100 GB/s cable for W. Australia oil and gas industry

Months of underwater surveys mapping the topography of the ocean floor are now completed and cable manufacturing work will start next week in France on Australia’s largest domestic subsea network, Nextgen Group has announced.

Nextgen Group has said that the subsea optical fibre cable system will deliver high-speed data communications services to the oil and gas and mining industries in North Western Australia.

Connecting to Port Hedland, the 2000km long cable will deliver speeds of up to 100GB/s to service customer requirements in the region and provide superior connectivity for the LNG fields in Australia’s north-west, including the Browse and Bonaparte basins, providing support to offshore oil and gas projects, Nextgen has said.

Nextgen Networks Managing Director, David Yuile, said the manufacturing process would take about six months and the cable would be installed in the latter part of 2015, with customer deployment enabled by 2016.

“This is a significant milestone for Nextgen and our strategic partners.

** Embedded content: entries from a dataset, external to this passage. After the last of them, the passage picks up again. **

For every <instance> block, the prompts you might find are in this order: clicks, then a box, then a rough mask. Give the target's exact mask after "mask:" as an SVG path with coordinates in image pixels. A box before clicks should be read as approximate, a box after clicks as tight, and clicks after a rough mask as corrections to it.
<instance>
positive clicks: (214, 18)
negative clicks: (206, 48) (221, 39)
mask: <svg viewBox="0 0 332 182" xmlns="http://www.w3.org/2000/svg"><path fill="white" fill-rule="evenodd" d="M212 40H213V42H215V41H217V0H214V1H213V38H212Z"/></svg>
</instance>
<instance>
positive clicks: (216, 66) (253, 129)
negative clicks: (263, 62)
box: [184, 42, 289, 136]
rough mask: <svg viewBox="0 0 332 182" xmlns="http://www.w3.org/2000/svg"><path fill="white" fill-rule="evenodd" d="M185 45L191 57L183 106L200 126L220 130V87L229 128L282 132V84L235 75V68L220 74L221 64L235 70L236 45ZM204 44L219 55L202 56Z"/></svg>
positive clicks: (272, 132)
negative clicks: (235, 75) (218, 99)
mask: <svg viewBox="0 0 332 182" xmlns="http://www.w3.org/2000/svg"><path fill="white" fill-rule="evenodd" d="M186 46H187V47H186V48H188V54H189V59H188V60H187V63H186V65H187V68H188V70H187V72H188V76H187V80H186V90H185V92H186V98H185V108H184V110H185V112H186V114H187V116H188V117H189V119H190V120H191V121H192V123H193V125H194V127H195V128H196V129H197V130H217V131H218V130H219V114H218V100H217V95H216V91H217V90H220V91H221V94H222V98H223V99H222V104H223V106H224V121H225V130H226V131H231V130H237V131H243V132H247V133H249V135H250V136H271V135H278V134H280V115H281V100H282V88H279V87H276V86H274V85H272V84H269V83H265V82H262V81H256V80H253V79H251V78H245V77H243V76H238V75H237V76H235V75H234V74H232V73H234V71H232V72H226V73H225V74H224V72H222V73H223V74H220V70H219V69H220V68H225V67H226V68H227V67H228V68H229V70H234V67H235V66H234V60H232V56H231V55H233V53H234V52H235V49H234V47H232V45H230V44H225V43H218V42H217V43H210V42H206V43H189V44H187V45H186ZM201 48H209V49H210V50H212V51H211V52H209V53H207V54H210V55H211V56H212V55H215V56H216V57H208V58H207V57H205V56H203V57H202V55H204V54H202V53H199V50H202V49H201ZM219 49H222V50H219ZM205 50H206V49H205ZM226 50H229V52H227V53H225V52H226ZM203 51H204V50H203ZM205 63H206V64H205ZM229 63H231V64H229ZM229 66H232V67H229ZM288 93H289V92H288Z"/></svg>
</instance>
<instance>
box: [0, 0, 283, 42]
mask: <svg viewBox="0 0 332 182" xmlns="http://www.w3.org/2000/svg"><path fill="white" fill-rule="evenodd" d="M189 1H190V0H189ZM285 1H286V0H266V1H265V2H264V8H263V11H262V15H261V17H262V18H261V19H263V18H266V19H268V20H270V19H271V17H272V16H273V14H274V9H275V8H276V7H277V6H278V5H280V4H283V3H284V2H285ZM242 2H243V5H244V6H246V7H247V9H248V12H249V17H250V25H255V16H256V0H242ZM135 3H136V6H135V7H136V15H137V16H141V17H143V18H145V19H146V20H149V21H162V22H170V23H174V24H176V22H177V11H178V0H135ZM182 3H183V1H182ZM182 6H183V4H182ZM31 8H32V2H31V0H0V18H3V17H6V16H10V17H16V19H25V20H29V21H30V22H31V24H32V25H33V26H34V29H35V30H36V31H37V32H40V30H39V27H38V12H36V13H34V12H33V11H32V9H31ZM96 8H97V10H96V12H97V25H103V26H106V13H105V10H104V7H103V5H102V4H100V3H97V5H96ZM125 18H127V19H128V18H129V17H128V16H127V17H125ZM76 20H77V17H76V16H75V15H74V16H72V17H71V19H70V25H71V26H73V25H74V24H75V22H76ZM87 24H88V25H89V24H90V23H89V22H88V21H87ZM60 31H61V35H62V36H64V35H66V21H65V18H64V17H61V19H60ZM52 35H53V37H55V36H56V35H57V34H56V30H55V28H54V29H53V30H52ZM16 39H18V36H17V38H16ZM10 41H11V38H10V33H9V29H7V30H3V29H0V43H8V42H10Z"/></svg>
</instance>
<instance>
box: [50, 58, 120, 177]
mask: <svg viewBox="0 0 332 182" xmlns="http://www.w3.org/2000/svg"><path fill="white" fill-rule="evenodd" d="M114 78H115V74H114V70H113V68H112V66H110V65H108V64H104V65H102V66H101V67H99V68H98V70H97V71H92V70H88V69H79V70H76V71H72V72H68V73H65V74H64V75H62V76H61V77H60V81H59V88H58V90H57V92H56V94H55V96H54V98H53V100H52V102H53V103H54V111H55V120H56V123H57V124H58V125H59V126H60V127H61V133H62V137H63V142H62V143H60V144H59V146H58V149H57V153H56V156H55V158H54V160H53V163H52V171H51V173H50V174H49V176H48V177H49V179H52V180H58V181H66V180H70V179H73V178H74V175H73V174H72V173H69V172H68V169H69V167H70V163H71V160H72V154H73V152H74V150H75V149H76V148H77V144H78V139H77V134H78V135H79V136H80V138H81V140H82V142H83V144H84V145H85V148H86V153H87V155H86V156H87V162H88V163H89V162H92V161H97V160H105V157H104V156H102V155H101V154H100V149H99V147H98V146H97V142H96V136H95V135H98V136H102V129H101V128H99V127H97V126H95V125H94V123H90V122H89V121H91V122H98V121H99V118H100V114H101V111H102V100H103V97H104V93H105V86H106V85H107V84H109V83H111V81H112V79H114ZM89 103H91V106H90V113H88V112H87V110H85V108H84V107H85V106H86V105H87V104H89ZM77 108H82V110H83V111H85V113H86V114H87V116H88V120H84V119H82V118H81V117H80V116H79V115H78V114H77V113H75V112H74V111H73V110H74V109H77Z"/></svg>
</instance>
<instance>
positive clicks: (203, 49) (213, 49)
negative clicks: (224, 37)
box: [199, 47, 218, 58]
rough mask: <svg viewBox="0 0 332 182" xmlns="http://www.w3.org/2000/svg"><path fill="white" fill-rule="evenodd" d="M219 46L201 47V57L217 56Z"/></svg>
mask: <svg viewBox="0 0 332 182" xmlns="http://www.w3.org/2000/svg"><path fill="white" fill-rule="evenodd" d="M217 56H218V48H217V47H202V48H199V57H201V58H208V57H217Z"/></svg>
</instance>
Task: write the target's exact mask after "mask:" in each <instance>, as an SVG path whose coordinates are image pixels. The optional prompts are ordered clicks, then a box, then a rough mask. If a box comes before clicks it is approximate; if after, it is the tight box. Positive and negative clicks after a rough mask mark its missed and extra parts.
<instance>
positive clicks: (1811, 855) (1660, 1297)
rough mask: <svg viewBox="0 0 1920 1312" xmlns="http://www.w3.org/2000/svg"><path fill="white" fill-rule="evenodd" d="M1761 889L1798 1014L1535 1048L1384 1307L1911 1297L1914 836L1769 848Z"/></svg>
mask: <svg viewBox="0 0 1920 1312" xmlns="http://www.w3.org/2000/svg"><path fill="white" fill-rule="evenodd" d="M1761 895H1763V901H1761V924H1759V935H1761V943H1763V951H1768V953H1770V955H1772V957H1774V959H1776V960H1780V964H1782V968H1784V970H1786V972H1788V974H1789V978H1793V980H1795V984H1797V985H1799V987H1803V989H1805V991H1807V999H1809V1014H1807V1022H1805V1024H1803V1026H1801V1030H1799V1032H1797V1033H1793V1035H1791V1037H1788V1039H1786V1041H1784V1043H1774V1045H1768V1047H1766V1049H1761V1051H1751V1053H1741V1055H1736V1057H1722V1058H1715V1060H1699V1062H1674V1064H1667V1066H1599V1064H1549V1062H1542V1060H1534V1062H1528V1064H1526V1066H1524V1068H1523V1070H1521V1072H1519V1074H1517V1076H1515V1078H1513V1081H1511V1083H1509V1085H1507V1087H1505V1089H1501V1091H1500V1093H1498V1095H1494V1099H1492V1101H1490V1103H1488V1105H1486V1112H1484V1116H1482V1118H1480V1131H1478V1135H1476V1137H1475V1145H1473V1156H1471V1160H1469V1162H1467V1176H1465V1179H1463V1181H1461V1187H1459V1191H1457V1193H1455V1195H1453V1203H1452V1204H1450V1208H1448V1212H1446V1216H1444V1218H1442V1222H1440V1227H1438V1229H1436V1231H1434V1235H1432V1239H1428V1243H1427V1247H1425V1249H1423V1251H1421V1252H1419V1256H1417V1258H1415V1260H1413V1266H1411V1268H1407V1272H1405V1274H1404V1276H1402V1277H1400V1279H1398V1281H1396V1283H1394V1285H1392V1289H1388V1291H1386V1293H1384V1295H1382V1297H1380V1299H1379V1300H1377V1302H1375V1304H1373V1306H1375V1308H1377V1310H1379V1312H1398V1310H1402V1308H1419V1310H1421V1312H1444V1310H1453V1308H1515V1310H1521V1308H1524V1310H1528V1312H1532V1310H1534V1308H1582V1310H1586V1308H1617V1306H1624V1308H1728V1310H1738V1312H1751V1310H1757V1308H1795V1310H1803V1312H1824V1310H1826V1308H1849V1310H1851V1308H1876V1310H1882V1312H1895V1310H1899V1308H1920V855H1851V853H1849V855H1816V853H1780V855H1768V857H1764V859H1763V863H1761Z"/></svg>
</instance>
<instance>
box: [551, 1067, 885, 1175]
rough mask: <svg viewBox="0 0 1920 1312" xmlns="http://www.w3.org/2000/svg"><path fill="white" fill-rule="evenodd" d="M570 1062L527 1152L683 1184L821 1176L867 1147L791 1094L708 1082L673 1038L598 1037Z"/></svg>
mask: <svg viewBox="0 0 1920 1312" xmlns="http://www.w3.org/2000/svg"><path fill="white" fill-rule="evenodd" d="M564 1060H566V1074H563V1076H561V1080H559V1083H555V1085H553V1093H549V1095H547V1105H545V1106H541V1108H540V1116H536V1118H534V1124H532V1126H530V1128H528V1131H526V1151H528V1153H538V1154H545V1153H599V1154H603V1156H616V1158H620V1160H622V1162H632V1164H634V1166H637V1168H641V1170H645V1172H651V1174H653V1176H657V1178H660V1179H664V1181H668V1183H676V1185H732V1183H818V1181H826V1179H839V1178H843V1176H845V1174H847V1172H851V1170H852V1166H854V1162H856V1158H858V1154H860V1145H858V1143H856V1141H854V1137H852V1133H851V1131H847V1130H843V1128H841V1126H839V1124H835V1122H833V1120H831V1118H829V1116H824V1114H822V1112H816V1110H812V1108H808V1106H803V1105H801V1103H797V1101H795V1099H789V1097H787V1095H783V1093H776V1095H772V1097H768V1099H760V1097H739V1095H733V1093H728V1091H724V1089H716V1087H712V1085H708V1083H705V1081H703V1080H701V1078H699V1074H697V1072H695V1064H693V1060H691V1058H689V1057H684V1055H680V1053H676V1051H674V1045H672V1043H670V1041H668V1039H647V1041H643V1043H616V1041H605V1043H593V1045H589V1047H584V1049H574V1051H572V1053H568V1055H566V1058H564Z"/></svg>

Our decision to build this major infrastructure project has been confirmed with a number of new customers signed to access the system since the announcement in May. Since our previous announcement we have increased our planned investment in the project and added a further eight terabytes of capability to the system to support additional customer demand in the basins and the resources sector in Port Hedland,” he said.

“The cable will also deliver an alternative fibre optic solution to Australia’s north-west including Darwin, enabling infrastructure-based telecommunications competition in the Pilbara and Port Hedland to be opened up for the first time,” Yuile said.

The North West Cable will extend Nextgen’s existing 17,000km national terrestrial network, and connect to Metronode’s national network of data centres.